ATOME is in the process of operational planning, sourcing and negotiations with green electricity suppliers, equipment providers and offtake partners, including signed memoranda of understanding and cooperation agreements in place with key parties, to use electricity generated from existing geothermal sources in Iceland and hydroelectric power in Paraguay and Costa Rica. All chosen sites are located close to the power and water sources and export facilities to serve significant domestic and then international demand.

 

The Company has a green-focused Board which is supported by major shareholders including Peter Levine, Trafigura, one of the world's leading commodity and logistics company, and Schroders, a leading fund manager.

 

 

IMPORTANT NOTICES

This Announcement is not for publication or distribution, directly or indirectly, in or into the United States of America. This Announcement is not an offer of securities for sale into the United States. The securities referred to herein have not been and will not be registered under the U.S. Securities Act of 1933, as amended, and may not be offered or sold in the United States, except pursuant to an applicable exemption from registration. No public offering of securities is being made in the United States.

This Announcement and the information contained herein, is restricted and is not for publication, release or distribution, directly or indirectly, in whole or in part, in or into Australia, Canada, the Republic of South Africa, Japan or any other jurisdiction in which such publication, release or distribution would be unlawful.  Further, this Announcement is for information purposes only and is not an offer of securities in any jurisdiction.

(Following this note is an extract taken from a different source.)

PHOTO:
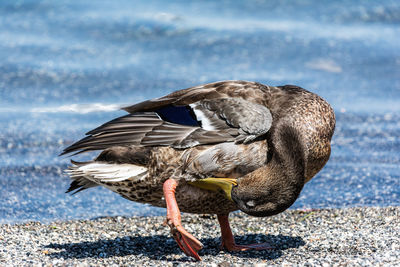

Beaumont Cornish Limited ("Beaumont Cornish"), which is authorised and regulated in the United Kingdom by the FCA and is a member of the London Stock Exchange, is the Company's nominated adviser for the purposes of the AIM Rules. Beaumont Cornish is acting exclusively for the Company and will not regard any other person (whether or not a recipient of this announcement) as a client and will not be responsible to anyone other than the Company for providing the protections afforded to its clients nor for providing advice in relation to the contents of this announcement or any other matter referred to herein. Beaumont Cornish's responsibilities as the Company's nominated adviser under the AIM Rules for Nominated Advisers are owed to the London Stock Exchange and not to any other person and in particular, but without limitation, in respect of their decision to acquire Ordinary Shares in reliance on any part of this announcement. Beaumont Cornish has not authorised the contents of this announcement for any purpose and no liability whatsoever is accepted by Beaumont Cornish nor does it make any representation or warranty, express or implied, as to the accuracy of any information or opinion contained in this announcement or for the omission of any information. Beaumont Cornish expressly disclaims all and any responsibility or liability whether arising in tort, contract or otherwise which it might otherwise have in respect of this announcement.